Cytotoxic and Antileishmanial Potential of Pilocarpus microphyllus Essential Oil: In Vitro and In Silico Study

Abstract

The essential oil of Pilocarpus microphyllus (jaborandi) (EOJ), a species traditionally recognized for its alkaloid-based pharmacological properties, remains poorly investigated despite its richness in bioactive terpenes. In this study, the chemical profile of EOJ obtained from fresh and dried leaves was determined by gas chromatography-mass spectrometry, revealing 24 constituents, predominantly γ-cadinene (23.6%) and trans-caryophyllene (22.9%). Antifungal activity was observed against Cryptococcus neoformans (minimum inhibitory concentration: 149-2395 µg/mL), while antileishmanial potential was confirmed against Leishmania amazonensis promastigotes (half-maximal inhibitory concentration [IC₅₀]: 22.8-25.2 µg/mL). EOJ also exhibited cytotoxic effects on HCT-116 and PC-3 cell lines (IC₅₀: 27.8-29.2 µg/mL). In silico studies revealed strong binding affinities with therapeutic targets: γ-cadinene to Nectin-4 (ΔG = -7.3 kcal/mol) and trans-caryophyllene to lanosterol 14α-demethylase (ΔG = -5.7 kcal/mol). Absorption, distribution, metabolism, excretion, and toxicity predictions indicated favorable oral absorption and low genotoxicity. Altogether, EOJ demonstrates multitarget bioactivity, and its major constituents represent promising leads for antifungal, antileishmanial, and anticancer drug development.

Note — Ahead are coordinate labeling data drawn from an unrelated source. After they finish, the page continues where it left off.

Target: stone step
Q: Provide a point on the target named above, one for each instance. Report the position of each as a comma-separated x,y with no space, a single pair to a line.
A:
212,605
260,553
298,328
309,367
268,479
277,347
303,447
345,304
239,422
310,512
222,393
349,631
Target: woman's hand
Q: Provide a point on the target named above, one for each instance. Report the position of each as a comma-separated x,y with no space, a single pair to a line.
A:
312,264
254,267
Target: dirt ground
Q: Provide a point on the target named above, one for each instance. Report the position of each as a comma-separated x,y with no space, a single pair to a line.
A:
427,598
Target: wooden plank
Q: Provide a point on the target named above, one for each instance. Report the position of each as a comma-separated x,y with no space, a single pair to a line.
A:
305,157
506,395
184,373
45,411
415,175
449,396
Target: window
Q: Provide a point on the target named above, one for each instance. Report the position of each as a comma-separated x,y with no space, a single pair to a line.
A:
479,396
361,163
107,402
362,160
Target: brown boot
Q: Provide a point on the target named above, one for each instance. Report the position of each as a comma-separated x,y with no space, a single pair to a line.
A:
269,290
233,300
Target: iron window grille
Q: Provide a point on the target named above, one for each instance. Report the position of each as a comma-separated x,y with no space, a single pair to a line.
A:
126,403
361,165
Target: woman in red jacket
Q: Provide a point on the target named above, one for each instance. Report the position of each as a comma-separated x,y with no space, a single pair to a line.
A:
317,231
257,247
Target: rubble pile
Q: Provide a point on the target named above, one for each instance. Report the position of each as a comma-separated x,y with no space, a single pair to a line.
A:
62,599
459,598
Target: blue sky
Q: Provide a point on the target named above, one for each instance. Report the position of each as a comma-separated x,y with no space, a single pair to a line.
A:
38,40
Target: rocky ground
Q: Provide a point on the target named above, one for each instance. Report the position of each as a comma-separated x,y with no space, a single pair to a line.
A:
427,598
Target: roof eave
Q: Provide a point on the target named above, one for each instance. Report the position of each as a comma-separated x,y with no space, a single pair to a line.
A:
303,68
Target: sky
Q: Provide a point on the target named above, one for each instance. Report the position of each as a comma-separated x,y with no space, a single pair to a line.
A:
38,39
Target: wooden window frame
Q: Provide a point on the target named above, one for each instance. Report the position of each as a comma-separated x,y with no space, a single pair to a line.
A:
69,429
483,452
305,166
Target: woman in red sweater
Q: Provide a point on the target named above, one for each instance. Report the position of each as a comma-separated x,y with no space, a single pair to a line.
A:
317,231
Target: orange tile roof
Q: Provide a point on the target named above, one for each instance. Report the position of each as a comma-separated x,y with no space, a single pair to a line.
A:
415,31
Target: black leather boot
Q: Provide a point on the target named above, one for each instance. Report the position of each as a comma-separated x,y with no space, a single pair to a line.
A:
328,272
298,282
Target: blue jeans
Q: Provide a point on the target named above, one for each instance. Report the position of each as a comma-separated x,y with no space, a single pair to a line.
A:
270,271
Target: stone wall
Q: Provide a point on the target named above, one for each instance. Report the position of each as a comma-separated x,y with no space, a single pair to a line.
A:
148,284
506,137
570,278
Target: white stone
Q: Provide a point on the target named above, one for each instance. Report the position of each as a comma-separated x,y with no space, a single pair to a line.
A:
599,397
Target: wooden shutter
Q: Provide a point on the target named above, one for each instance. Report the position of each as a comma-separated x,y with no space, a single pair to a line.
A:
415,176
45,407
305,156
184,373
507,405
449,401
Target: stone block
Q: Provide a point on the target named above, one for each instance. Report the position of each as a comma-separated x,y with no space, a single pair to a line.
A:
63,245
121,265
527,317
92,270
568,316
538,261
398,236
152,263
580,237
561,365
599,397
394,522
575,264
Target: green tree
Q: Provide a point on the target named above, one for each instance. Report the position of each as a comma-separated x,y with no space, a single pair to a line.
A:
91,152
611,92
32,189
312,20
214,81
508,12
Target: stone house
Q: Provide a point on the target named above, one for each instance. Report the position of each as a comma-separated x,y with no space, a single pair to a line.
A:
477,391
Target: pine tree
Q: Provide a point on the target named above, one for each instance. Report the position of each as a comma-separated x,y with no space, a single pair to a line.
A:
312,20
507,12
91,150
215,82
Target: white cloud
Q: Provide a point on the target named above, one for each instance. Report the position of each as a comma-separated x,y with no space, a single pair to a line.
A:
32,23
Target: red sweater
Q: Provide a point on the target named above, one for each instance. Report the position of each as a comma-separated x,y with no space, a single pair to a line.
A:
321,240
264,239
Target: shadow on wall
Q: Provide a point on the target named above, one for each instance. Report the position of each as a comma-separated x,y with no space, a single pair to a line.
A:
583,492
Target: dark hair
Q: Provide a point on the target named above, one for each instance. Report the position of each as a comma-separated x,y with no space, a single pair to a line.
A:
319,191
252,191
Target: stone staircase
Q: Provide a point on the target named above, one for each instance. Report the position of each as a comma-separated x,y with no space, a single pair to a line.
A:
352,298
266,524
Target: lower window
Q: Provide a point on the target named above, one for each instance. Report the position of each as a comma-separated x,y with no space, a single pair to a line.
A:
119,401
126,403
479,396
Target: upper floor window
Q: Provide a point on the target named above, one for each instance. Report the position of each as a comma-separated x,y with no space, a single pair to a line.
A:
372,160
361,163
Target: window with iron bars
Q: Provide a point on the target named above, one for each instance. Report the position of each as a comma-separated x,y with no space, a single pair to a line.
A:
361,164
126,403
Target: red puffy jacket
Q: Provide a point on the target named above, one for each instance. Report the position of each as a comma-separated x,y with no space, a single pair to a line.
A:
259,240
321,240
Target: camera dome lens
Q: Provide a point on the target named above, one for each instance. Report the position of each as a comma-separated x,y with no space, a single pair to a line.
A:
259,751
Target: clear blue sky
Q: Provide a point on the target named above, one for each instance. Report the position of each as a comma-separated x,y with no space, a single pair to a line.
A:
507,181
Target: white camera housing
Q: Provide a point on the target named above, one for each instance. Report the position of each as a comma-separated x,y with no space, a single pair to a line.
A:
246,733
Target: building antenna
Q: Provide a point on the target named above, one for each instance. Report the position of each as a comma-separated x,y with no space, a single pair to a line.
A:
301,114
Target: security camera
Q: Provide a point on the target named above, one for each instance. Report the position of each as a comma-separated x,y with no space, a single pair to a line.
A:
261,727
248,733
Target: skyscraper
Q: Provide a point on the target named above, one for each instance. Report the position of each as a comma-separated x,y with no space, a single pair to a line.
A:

Keywords: Pilocarpus microphyllus; cytotoxicity; molecular docking; trans‐caryophyllene; γ‐cadinene.

FIGURE 1

Chromatograms show the chemical structures of the constituents of the essential oil extracted from the P. microphyllus (commonly known as jaborandi) leaves.

FIGURE 2

3D molecular docking of the protein‐ligand complex with 6UEZ—Lanosterol 14α‐demethylase (Chain A color: green; Chain B color: gray) and ligand trans‐caryophyllene (Color: blue), illustrating the active binding site (A) with the respective interactions (B) with amino acids.

FIGURE 3

Growth inhibition (%) of Leishmania amazonensis promastigotes after exposure to essential oils obtained from fresh leaves (A, FL‐EOJ) and dry leaves (B, DL‐EOJ) of P. microphyllus (6.25–800 µg/mL). Amphotericin B was used as a positive control, and vehicle (1% DMSO) as a negative control. Data are expressed as mean ± SD from three independent experiments (n = 3), each performed in triplicate wells; error bars represent SD. Statistical differences versus the negative control (vehicle, 1% DMSO) were evaluated by one‐way analysis of variance (ANOVA) followed by Dunnett's multiple‐comparisons test. p < 0.05 vs negative control.

FIGURE 4

3D molecular docking of the ligand‐protein complex with 1LML—leishmanolysin from L. major (chain A color: coral) and trans‐caryophyllene (color: blue), illustrating the active binding site (A) with the respective interactions (B).

FIGURE 5

3D molecular docking of the ligand‐protein complex with 4MAN (chain A color: pink; Chain B: purple) and γ‐cadinene (color: red), illustrating the active binding site (A) with the respective interactions (B).

FIGURE 6

3D molecular docking of the ligand‐protein complex with 1E3G (chain A color: khaki) and trans‐caryophyllene (color: blue), illustrating the active binding site (A) with the respective interactions (B).